他们没有船,只能顺着岸边跑,更要留心躲开大凛官兵的岗哨。
好在无人受伤,他们再有几日,就能到大盛境内,到了大盛,就好了。
“二叔,接着走吧,边月让我们去大盛找人,一定是很急了。”锦衣少年帮忙搀起不慎跌倒的中年人,眼瞳中尽是坚定,那一张脸同边月有三分相似。
被唤作二叔的人连连应声,借力拔出陷入淤泥的脚,跟着他们继续赶路。
好不容易歇下来,他们暂躲进一处山洞中。侍卫抱来柴火供他们取暖。
“大公子,那般信任的人,为何会在大盛?又为何会在大盛居高位?”二叔蹙眉给少年清理伤口,他们家小公子哪里受过这种罪?
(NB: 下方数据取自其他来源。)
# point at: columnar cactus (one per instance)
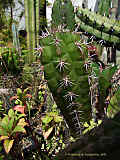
(63, 14)
(64, 58)
(35, 18)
少年沉着开口:“边月说信,那我也信。我要找她救边月。”
他们唯一能信的是边月。
如今边月独留京中,怕也是已存死志,若他们再耽搁下去,往来不及,那边月就必死无疑。
“二叔,等天亮我们就走。”
“边月不能死。”
……
大凛早已是剑拔弩张,边月坐在高位撑头看向底下一片残肢碎肉。
猩红的血淌在地面,已变得粘稠。
“来人,带后面的。”他招手,立时有人押着五人跪在堂中。他桃花眼里带着懒散的笑意,唇角微勾换了个舒服的姿势。
“若是那么容易死就好了……”
他低声喃喃着,声音飘忽,似从炼狱而来。
锋利的薄刃斜切进肉里,很快揭下一层皮。
“我曾说,她若来大凛,我必百里相迎,用你们的血来铺这条路,我觉得正好。”边月微微直起身,看着地上的血神色淡漠,“杀我?就凭你们?那人竟会觉得你们能杀了我?”
“笑话。”
人人都说,边家边月,风流天成。
如今那双边家一脉相承的桃花眼里尽是森森寒意,他像恶鬼。
看着底下血肉尽削的人,他在笑。
“行了,拖下去剁了喂我那两只宝贝。记得拌些青菜,它们这些天怕是吃腻味了。”边月桃花眼微弯,提起一旁的重戟,招人来问,“窖中酒水可有酿好的?”
“回公子,早些时候酿造的桃子酒应当已经好了。”
“那就好。我先替她尝尝,到时也好挑出最好的与她痛饮。”
边月走出那片狼藉,在外间停驻片刻。
今日这方天光好,只望她来时,也是这等好天气。如今他已退回边家瞿州封地,他手中两万众,可是还能撑不少时候。
大凛帝,想必也不会急着找死。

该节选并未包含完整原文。